Daha ne olsun? Yağmur yağsa, deprem olsa bunu bile iktidardan bilen bir muhalefetimiz var…
Tarafsızım diyip taraftan kokuşmuş ve provokasyonları her daim destekleyen medya kuruluşlarımız var. İktidarın her yaptığını alaya alan enkırmenlerimiz var. Daha ne olsun?
Kendilerini gazeteci sanan Uğur Dündarlarımız, Metin Ucalarımız, Yılmaz Özdillerimiz var. Gazetecilikle çemkirmeyi, eleştiriyle hakareti ve basın özgürlüğü ile basın özürlülüğünü karıştırır bu saydığım isimler…
Ve biz hala onları gazeteci diye tanımlarız. Daha ne olsun?
Yılmaz Özdil’i yazar olarak kabul ettik ve tuttuk üstüne yılın yazarı olarak seçtik. Bunu biz yaptık. Kendi ellerimiz ile bunu yaptık. Dana ne olsun?
Hele bide Metin Uca yok mu? Sormayın gitsin. Ama sormadan ben söyleyeyim.
Buda kendini bir şey sananlar grubuna giriyor. Ne yaptığını, neyi savunduğunu, neye taraf olduğunu kimse anlamadı. Bildiğimiz tek şey iktidarı sevmediği. Her zaman iktidara hakaret dolusu laflar ettiğini biliyoruz. Bunu da basın özgürlüğü adı altında yapıyor ya işte buna sinirleniyorum. Yesinler senin basın özgürlüğünü. İşte hala böylelerini bir yerlerde tutuyoruz ya daha ne olsun?
Hiciv sanatını yapan, sadece kendi mantığını doğru sayan bu insanları millet olarak biz böyle yaptık. Daha ne yapalım?
Hakaret ile eleştiri yapılmaz!
Bunu bir türlü öğrenemedik ve bize öğretemediler…
Bunu yapanlara işte böyle ödüller verdik. Daha ne olsun?
Biraz monoton olduk. Canımız sıkıldı. Çıldırmak istedik. Biz bunu da kabul etmedik.
Biz çıldırmışız yahu. Daha ne olsun?
Daha ne yapılsın istiyoruz?
Bu tavırlarımız neden ve kime?
Kendi ahlaksızlıklarını bile iktidardan bilen muhalefetlerimiz var? Eeee daha ne olsun?

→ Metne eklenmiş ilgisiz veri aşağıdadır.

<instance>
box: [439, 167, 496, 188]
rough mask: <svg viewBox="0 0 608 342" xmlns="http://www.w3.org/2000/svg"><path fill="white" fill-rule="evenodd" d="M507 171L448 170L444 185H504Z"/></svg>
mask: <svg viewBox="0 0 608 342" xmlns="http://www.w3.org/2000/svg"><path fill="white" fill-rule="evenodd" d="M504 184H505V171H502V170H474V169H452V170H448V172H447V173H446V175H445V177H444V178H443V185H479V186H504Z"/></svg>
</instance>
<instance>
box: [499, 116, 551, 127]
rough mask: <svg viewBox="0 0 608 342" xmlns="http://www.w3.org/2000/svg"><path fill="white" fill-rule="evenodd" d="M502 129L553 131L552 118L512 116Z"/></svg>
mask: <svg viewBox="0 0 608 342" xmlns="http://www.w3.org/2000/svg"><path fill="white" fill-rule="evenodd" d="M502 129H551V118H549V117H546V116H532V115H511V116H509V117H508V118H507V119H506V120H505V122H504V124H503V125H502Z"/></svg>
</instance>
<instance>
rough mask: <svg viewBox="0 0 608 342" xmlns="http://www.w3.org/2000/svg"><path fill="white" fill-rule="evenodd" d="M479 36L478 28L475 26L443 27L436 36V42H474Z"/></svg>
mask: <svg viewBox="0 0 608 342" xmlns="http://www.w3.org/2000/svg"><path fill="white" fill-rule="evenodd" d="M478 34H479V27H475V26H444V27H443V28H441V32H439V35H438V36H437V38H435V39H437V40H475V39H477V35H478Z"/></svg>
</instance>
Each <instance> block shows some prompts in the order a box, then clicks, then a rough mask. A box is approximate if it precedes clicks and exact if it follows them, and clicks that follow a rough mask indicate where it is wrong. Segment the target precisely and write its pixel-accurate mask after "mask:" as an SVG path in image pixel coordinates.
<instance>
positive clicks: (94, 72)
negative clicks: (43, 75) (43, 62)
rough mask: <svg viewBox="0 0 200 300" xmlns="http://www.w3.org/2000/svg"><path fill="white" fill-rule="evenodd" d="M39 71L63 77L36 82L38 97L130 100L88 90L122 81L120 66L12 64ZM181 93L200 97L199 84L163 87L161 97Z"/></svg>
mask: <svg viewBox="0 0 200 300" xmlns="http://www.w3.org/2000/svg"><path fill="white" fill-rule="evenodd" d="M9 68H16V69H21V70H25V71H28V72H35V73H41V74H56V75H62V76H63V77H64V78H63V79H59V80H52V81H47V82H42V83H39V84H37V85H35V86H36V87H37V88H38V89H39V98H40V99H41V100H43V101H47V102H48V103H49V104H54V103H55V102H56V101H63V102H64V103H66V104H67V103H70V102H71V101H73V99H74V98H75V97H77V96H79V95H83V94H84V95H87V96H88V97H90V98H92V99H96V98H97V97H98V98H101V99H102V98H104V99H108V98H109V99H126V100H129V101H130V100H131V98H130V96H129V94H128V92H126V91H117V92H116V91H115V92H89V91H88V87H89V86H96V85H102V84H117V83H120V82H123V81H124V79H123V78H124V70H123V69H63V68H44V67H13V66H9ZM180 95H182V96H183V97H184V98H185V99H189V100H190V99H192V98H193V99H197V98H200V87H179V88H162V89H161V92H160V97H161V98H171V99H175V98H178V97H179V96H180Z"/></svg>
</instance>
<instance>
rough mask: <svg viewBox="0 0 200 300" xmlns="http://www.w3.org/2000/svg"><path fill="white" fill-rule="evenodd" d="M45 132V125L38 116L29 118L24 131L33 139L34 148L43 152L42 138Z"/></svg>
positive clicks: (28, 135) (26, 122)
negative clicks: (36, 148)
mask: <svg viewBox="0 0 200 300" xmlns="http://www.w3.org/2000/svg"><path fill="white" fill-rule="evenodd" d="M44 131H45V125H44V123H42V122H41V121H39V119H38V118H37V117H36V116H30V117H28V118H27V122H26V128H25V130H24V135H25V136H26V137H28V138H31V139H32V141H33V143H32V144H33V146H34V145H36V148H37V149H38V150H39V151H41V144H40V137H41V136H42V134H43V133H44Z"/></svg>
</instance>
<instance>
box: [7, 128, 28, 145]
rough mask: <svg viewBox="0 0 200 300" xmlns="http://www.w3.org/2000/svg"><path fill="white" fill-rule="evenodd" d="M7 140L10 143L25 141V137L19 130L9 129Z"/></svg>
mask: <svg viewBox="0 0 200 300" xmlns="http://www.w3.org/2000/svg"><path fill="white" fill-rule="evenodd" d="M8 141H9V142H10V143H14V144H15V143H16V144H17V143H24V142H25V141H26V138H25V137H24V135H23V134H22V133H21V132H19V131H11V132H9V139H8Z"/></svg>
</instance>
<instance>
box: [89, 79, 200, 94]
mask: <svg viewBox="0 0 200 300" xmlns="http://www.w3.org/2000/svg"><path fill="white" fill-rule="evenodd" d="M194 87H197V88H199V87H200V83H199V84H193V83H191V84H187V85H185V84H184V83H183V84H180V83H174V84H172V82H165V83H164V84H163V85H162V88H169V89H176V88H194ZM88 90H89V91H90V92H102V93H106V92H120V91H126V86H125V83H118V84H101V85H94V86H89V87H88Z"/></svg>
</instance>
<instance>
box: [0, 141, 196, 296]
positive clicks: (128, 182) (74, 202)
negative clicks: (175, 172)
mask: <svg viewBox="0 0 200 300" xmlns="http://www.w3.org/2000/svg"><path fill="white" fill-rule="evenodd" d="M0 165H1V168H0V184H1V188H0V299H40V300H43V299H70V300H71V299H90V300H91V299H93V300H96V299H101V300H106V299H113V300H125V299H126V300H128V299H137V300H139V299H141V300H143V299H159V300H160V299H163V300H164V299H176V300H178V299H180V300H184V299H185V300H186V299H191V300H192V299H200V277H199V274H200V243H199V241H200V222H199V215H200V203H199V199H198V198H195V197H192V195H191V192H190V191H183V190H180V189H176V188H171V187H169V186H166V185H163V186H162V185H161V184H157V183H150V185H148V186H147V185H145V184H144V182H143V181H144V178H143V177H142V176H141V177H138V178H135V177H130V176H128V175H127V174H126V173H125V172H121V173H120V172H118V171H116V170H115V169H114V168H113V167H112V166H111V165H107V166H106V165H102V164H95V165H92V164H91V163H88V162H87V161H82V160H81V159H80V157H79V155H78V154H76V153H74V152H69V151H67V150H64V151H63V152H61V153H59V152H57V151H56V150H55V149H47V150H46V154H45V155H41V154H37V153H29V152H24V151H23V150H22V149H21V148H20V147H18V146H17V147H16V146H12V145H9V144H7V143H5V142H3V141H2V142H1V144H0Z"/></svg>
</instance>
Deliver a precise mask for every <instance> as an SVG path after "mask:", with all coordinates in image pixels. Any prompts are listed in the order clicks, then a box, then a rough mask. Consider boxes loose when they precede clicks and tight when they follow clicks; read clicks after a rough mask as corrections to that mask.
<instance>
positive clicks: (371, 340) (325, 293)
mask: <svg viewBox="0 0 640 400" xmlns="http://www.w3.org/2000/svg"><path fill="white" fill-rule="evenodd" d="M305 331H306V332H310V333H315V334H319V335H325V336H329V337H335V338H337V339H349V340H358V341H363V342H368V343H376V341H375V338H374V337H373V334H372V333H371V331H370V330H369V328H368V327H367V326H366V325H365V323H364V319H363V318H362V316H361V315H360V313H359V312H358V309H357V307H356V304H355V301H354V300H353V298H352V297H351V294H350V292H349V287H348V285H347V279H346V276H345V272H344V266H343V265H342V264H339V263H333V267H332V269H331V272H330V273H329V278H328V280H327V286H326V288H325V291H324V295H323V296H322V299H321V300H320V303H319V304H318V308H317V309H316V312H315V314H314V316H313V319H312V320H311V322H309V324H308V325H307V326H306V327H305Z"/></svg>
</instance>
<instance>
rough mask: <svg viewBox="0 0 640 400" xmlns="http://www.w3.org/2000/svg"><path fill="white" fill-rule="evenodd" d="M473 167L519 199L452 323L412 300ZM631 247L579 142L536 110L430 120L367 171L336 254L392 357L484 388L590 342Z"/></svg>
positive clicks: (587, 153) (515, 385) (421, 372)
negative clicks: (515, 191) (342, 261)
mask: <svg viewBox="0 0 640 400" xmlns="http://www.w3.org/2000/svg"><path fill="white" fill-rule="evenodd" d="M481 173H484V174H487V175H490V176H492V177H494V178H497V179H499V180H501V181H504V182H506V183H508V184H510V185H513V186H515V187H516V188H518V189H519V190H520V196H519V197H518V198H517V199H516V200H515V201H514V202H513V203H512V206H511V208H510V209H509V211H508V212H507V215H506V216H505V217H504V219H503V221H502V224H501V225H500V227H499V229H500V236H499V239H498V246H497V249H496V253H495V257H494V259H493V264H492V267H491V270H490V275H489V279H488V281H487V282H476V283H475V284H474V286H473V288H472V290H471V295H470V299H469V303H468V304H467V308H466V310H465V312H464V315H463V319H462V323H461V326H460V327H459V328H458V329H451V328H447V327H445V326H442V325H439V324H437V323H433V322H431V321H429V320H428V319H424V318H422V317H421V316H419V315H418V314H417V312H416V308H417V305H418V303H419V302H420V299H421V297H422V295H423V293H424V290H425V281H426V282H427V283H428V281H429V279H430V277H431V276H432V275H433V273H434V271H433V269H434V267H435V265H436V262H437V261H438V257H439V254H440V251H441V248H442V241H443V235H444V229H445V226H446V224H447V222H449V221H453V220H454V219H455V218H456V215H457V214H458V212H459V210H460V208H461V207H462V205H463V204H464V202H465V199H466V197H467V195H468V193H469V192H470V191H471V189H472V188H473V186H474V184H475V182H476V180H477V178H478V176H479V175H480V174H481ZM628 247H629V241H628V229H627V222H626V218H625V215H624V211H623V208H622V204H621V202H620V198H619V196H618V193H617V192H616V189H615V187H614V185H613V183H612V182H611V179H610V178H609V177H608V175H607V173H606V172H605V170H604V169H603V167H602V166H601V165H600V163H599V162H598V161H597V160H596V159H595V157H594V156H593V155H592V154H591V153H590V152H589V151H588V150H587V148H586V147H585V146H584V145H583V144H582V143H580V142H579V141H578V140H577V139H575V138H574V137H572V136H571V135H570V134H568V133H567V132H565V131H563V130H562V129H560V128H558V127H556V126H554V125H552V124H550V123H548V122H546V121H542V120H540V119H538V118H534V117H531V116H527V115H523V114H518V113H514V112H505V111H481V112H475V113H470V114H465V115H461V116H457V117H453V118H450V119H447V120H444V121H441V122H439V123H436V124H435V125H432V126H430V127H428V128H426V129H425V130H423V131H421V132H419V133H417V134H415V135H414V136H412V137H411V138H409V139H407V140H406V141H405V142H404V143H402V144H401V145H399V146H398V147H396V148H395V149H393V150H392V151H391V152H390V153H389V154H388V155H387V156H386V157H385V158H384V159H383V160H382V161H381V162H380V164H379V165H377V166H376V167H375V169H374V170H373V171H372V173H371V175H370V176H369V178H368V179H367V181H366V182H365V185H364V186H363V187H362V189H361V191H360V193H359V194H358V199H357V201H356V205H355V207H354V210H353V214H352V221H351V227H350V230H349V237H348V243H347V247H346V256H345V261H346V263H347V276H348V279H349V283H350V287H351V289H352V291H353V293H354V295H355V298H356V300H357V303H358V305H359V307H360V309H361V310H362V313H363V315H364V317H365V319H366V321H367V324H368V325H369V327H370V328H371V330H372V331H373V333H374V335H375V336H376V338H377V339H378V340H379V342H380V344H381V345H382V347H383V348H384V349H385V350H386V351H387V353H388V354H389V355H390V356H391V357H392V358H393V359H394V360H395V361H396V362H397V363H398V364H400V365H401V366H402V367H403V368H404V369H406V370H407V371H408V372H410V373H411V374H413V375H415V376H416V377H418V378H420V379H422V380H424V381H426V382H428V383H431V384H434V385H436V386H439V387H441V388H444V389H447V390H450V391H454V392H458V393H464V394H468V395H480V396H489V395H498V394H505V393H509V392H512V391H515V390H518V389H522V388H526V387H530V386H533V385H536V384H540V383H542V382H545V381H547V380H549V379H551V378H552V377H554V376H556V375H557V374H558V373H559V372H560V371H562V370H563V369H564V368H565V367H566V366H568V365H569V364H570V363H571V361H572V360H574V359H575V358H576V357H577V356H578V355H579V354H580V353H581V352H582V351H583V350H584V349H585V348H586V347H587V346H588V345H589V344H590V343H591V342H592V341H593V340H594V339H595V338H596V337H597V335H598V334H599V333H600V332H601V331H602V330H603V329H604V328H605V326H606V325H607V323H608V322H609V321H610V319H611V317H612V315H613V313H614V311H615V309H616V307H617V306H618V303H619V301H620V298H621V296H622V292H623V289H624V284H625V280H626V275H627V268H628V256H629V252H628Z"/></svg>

İnternetime dokunma diye ülkenin dört bir yanında eylem yaparlar ama kendileri internette yayınlananlar için önlem alınsın diye bağırırlar ve iktidarı suçlarlar yine…
Ya Rab bu ne çelişkidir böyle? Daha ne olsun?
Evlenmek gibi bir kutsal müessese televizyonların reyting kucağına düştü.
Rezillik üstüne rezillikler oldu. Daha ne olsun?
Modernlik diye tutturmuşuz gidiyoruz.
Yahu daha medeni olamamışız. Daha ne olsun?
Beyler…!
Ömür Gedik bile bu ülkede sinema eleştirmenliği yapıyor. Daha ne olsun?
Hani bir ara Caner-Tülin diye iki kişi ünlenmişti bir garip yarışmanın vesilesiyle…
İşte oradaki Caner de kaset çıkarmış ve sabah programlarında şarkı söylüyor.
Yahu çıldırmışız işte… Daha ne olsun?
Egemen Bağış’a “Sizin için canımızı vermeye hazırız.” dediği için Ajda Pekkan’a işbirlikçi diyen bir Ahmet Hakanımız var. Daha hiçbirimizin bu adamın ne düşüncede olduğunu anlayamadığımız ve ne yapıyor bu adam diye her yazısında sorguladığımız bir yazar işte bu... Hangi akla hizmet ediyor? sorusunun muhatabı. Yahu böyle her zaman kendisinden şüphe ettiğimiz bir Ahmet Hakan işte…
Daha ne olsun?
Ahh… Ahhh…..
Özlüyorum üstadları…
Doğrularla yatıp doğrularla kalkan o insanları…
Necip Fazıl’ı he birde Mehmet Akif’i…
Özledim bu hakikat ruhlu insanları…
Özlemek gerekmez mi sizce?
Ahhh… Ahhh….
Çıkıp gelseler de bize bir şeyler öğretseler…
En azından özgürlüğü, medeniyeti anlatacak birileri olur…
Daha ne isteyeyim?

Soru: Her modern insan medeni midir?